Comprised of multiple dies, also called chiplets, in a single package, multi-die systems meet demands for bandwidth and power driven by applications requiring growing functionality. By providing a modular architecture, they also enable chip designers to address the needs of multiple end market opportunities through faster development of product variants.
Compared to their monolithic counterparts, multi-die systems bring more layers of software complexity, even from an engineering resource perspective. Monolithic SoCs are typically developed by a team that fits under a particular organizational structure that follows a pre-determined schedule. Since multi-die systems are comprised of individual dies that might be on various foundry process nodes, you can imagine why the traditional flow won’t work here.

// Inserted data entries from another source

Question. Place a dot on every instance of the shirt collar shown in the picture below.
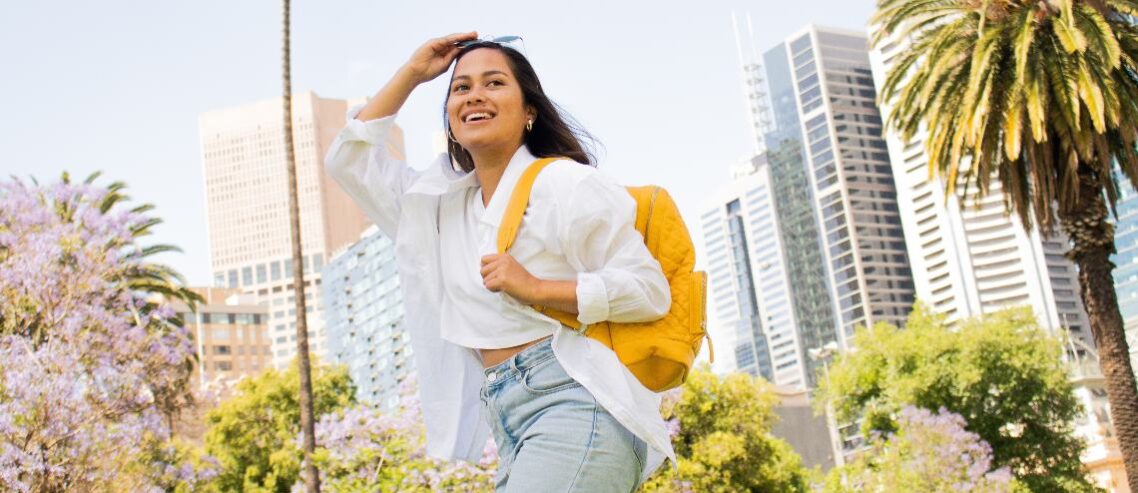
(518, 164)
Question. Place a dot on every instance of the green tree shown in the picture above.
(929, 453)
(1039, 95)
(1000, 372)
(255, 434)
(722, 435)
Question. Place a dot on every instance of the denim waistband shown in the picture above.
(522, 361)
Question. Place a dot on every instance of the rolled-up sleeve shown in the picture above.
(618, 279)
(362, 162)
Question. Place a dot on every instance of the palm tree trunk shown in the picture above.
(1093, 238)
(307, 427)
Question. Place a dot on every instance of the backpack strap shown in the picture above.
(511, 221)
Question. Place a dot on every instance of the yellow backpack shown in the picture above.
(659, 353)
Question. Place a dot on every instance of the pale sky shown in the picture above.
(117, 85)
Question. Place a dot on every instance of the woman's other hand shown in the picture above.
(502, 273)
(435, 56)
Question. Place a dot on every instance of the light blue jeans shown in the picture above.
(551, 434)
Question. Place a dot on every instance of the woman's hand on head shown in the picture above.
(435, 56)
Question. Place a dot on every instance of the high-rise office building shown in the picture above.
(363, 306)
(975, 260)
(244, 161)
(848, 166)
(768, 281)
(229, 336)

From a technical standpoint, the evolution is such that a system from a decade ago that would have consisted of multiple PCBs can now be implemented as a single multi-die system. The growth in software complexity is obvious. Aside from bringing the software stack up on the hardware of each die, the entire system needs to be integrated and tested. Data moves across different dies over complex die-to-die connectivity interfaces such as Universal Chiplet Interconnect Express (UCIe), which are often based on PCIe or CXL. These interfaces require correct software setup and programming. The picture gets particularly complicated with the inclusion of software hypervisors, comprising hardware interfaces that are shared using complex virtualized functions and para-virtualized software drivers, such as the single root input/output virtualization (SR-IOV) standard. These setups are hard to develop and debug in a singular PCIe host /device setup, let alone in a complex multi-die system containing multiples of these interfaces. Debugging is challenged both technically and organizationally: debug visibility is limited due to the limited amount of debug interfaces for a now-growing chip functionality, while debug might require connecting teams from different companies to understand and together determine the best way to approach this task.
Ensuring that the end application will perform correctly involves testing the software running on the chip for more than tens of billions of cycles on an emulation system prior to production. Any decisions around the hardware components in a multi-die system should not be made without consideration of the software. Software continues to evolve, so the testing process also entails a continuous effort.